Его звали Бенуа Жиродо. Но, не находя достаточно изысканным имя основателя ордена бенедиктинцев, данное ему при крещении его славными родителями, он поменял его на имя «Бенедикт», казавшееся ему более аристократичным.
Господин Бенедикт Жиродо служил сборщиком налогов в кантоне, главным городом которого был Виллер-Котре. Приглашенный на завтрак к Мадлену, он отправился в дорогу пешком, но у подножия холма Данплё его нагнал Жюль Кретон, который, рассудив, что, как бы мало ни оставалось в коляске свободного места, его все равно будет достаточно, чтобы там разместилась худосочная персона метра Бенедикта Жиродо, обратился к нему с предложением подняться в двуколку, и сборщик налогов принял это предложение с признательностью.
Добавим, что приятнее всего польстить сборщику налогов можно было, называя его просто г-ном Бенедиктом, то есть латинизировав имя, данное ему при крещении, и умалчивая его фамилию. Зная это, Жюль Кретон никогда не упускал случая назвать его либо Бенуа, либо Жиродо, а порою даже усиливал просторечное звучание этих имен, соединив их одно с другим.
Господин Бенедикт выказывал огромные притязания на элегантность; но, к несчастью, его длинная фигура, его длинные руки с не менее длинными кистями, его длинные ноги, опиравшиеся на длинные ступни, упорно сопротивлялись этим устремлениям и относили его среди класса двуногих, называемых людьми, к той категории, к которой орнитологи относят среди птиц аистов и цапель, то есть к голенастым.
Так что мы имели право сказать, что и в плане физическом, и в плане моральном длинный, тощий и меланхоличный Бенуа Жиродо составлял, оказавшись с ним рядом,) разительный контраст с маленьким, тучным и жизнерадостным Жюлем Кретоном.
Издалека, едва заметив хозяина праздника и убедившись, что тот сможет его расслышать, Жюль закричал:
— Эй! Кассий! Кассий, знаешь ли ты, почему я подстегиваю мою лошадь?
— Предполагаю, — ответил Мадлен, — чтобы приехать поскорее.
— Да, конечно. Но знаешь ли ты, почему я хочу добраться поскорее?

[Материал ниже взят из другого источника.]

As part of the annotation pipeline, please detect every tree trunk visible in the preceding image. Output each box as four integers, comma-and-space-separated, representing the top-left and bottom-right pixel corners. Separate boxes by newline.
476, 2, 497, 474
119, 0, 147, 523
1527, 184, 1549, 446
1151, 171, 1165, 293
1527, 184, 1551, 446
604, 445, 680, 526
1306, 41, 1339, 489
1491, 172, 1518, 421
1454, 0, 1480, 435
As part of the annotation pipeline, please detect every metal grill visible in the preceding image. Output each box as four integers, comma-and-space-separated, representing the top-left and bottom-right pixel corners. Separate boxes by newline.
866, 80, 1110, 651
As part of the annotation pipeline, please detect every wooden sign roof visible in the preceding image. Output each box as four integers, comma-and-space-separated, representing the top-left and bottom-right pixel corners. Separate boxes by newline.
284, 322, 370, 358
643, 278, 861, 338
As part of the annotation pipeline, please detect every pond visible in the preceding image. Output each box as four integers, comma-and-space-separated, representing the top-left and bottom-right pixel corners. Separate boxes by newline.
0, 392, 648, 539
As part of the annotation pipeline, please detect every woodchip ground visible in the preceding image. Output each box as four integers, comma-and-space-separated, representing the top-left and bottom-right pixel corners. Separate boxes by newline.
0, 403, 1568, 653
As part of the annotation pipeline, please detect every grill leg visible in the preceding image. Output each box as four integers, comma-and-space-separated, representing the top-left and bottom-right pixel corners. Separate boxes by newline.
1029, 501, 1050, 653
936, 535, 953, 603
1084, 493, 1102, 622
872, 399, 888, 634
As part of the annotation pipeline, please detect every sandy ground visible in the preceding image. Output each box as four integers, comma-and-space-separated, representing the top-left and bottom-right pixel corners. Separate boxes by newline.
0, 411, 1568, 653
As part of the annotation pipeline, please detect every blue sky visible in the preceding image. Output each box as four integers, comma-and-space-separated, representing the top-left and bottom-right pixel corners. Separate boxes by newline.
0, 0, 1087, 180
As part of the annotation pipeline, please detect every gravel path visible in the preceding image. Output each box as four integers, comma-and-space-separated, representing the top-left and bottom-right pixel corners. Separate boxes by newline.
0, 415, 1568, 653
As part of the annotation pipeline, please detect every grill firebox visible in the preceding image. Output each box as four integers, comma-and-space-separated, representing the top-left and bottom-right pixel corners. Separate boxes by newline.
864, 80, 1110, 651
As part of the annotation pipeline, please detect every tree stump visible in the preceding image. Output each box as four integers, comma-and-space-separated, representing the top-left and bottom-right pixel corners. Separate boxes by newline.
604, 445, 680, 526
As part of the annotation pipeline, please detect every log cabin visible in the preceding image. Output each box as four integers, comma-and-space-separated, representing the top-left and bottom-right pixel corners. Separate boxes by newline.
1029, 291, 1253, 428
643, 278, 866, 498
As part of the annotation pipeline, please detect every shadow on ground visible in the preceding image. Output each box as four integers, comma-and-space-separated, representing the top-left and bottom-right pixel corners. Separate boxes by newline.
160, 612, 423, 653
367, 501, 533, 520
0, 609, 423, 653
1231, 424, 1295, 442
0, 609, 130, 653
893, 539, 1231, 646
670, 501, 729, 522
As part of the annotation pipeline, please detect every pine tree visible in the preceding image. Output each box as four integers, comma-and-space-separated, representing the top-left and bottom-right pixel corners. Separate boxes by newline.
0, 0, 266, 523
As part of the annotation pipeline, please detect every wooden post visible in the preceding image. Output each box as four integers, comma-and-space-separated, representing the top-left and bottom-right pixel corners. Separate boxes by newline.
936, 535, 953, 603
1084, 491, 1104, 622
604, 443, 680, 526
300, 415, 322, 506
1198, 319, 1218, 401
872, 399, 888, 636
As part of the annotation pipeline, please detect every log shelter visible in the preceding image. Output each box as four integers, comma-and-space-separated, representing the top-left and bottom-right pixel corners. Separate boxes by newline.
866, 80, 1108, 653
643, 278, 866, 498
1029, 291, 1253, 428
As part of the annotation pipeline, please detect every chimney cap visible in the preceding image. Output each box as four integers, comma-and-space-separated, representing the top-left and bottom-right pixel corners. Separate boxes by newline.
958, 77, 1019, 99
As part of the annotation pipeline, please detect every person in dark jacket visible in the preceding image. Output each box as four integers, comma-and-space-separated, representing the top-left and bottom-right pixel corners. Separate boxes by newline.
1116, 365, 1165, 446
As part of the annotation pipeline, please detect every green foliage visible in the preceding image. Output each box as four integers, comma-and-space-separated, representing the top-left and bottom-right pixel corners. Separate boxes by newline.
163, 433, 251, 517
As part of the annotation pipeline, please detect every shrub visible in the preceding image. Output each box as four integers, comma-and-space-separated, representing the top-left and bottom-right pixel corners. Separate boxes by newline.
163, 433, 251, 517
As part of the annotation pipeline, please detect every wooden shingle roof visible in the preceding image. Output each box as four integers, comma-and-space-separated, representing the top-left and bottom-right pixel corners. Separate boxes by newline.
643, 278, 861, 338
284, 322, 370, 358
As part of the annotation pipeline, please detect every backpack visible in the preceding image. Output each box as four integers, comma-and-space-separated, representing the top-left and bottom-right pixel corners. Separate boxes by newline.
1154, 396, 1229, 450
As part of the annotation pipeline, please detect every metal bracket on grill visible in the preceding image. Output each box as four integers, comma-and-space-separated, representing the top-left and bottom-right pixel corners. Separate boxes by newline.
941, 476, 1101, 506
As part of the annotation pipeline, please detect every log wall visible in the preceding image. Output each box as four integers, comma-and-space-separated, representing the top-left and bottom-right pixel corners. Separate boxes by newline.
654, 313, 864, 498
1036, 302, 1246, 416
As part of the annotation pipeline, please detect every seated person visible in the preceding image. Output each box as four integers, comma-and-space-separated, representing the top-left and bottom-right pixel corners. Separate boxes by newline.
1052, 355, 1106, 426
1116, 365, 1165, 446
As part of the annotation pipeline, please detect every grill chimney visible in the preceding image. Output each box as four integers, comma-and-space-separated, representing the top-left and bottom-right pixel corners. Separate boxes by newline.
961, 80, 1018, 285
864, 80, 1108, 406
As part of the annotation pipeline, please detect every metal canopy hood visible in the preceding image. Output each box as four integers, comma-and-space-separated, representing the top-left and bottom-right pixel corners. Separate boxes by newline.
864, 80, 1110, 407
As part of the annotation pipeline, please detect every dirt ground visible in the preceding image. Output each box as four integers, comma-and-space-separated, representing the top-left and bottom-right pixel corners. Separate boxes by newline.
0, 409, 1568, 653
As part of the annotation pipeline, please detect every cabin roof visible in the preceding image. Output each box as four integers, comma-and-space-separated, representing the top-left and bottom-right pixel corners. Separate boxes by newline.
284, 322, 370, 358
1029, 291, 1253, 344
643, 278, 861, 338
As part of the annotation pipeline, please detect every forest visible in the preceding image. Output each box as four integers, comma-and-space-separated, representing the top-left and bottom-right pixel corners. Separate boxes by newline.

— Чтобы как можно быстрее пожать мне руку.
— Безусловно, но это не все: я хочу первым рассказать тебе остроумную шутку сельского стражника из Данплё.
— Замолчите, господин Жюль, ни слова! — произнес Жиродо, толкая своего спутника локтем.
— Замолчать! Мне замолчать! Я ведь рассержусь!
— Ну, давайте вашу шутку, — сказал Мадлен, беря поводья, чтобы рассказчику было легче сойти на землю.
— Он сказал, увидев Жиродо рядом со мной и меня рядом с Жиродо: «Какая жалость, что король Луи Филипп отменил лотерею, я бы поставил сто су на номер десять; вот этот номер едет мимо меня!»
Мадлен рассмеялся, но не столько шутке сельского стражника, сколько раздосадованной физиономии Жиродо.
— А ты хотя бы сделал комплимент сельскому стражнику по поводу его остроумия?
— Я поступил еще лучше! Я бросил ему сто су, сказав: «Держите, папаша Упование: если лотерею восстановят, это будет ваша ставка». Сколько этот малый получает на должности сельского стражника Данплё?
— Двести франков в год, по-моему.
— Я позабочусь, чтобы он имел двести пятьдесят. Я переговорю об этом с его мэром, моим другом Мелажем… Здравствуй, Кассий.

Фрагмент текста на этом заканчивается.